Accelerating Second-Order Differential Dynamic Programming for Rigid-Body Systems
This work addresses the computational bottleneck for researchers and practitioners using DDP in robotics, particularly for rigid-body systems, but it is incremental as it builds on existing DDP and iLQR methods.
The paper tackles the computational expense of including second-order dynamics sensitivity in Differential Dynamic Programming (DDP) for trajectory optimization by developing a method that avoids computing derivative tensors, using reverse-mode accumulation and rigid-body structure. Benchmarks on multi-link manipulators show that DDP can be included without sacrificing evaluation time and often requires fewer iterations than iLQR.
This letter presents a method to reduce the computational demands of including second-order dynamics sensitivity information into the Differential Dynamic Programming (DDP) trajectory optimization algorithm. An approach to DDP is developed where all the necessary derivatives are computed with the same complexity as in the iterative Linear Quadratic Regulator (iLQR).
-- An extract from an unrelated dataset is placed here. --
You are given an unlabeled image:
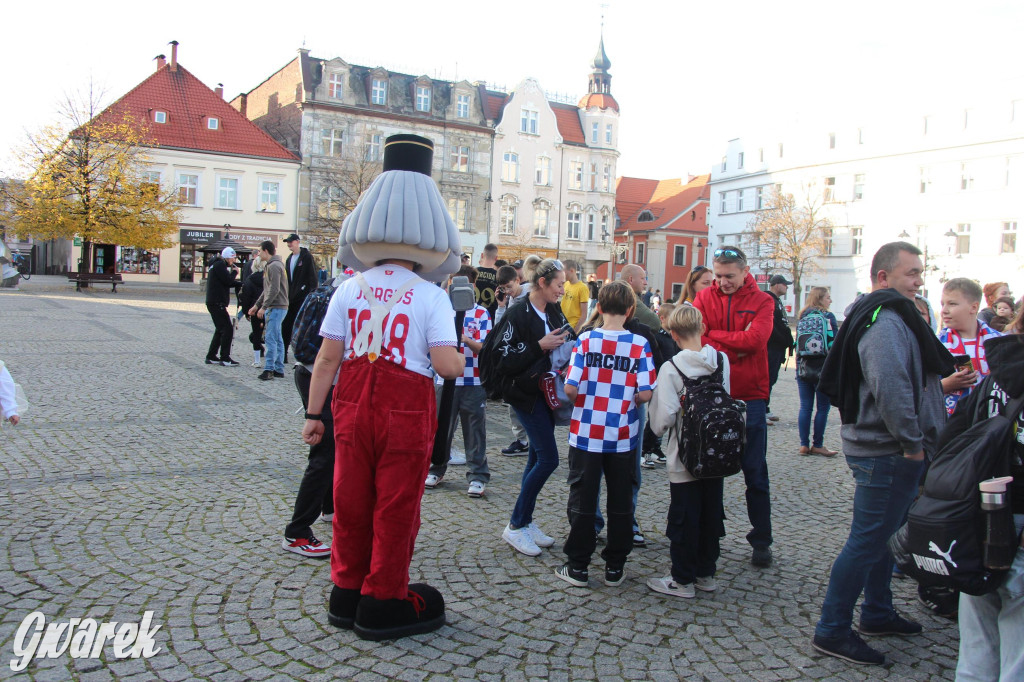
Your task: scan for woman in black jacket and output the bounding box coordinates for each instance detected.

Compared to linearized models used in iLQR, DDP more accurately represents the dynamics locally, but it is not often used since the second-order derivatives of the dynamics are tensorial and expensive to compute. This work shows how to avoid the need for computing the derivative tensor by instead leveraging reverse-mode accumulation of derivative information to compute a key vector-tensor product directly. We also show how the structure of the dynamics can be used to further accelerate these computations in rigid-body systems. Benchmarks of this approach for trajectory optimization with multi-link manipulators show that the benefits of DDP can often be included without sacrificing evaluation time, and can be done in fewer iterations than iLQR.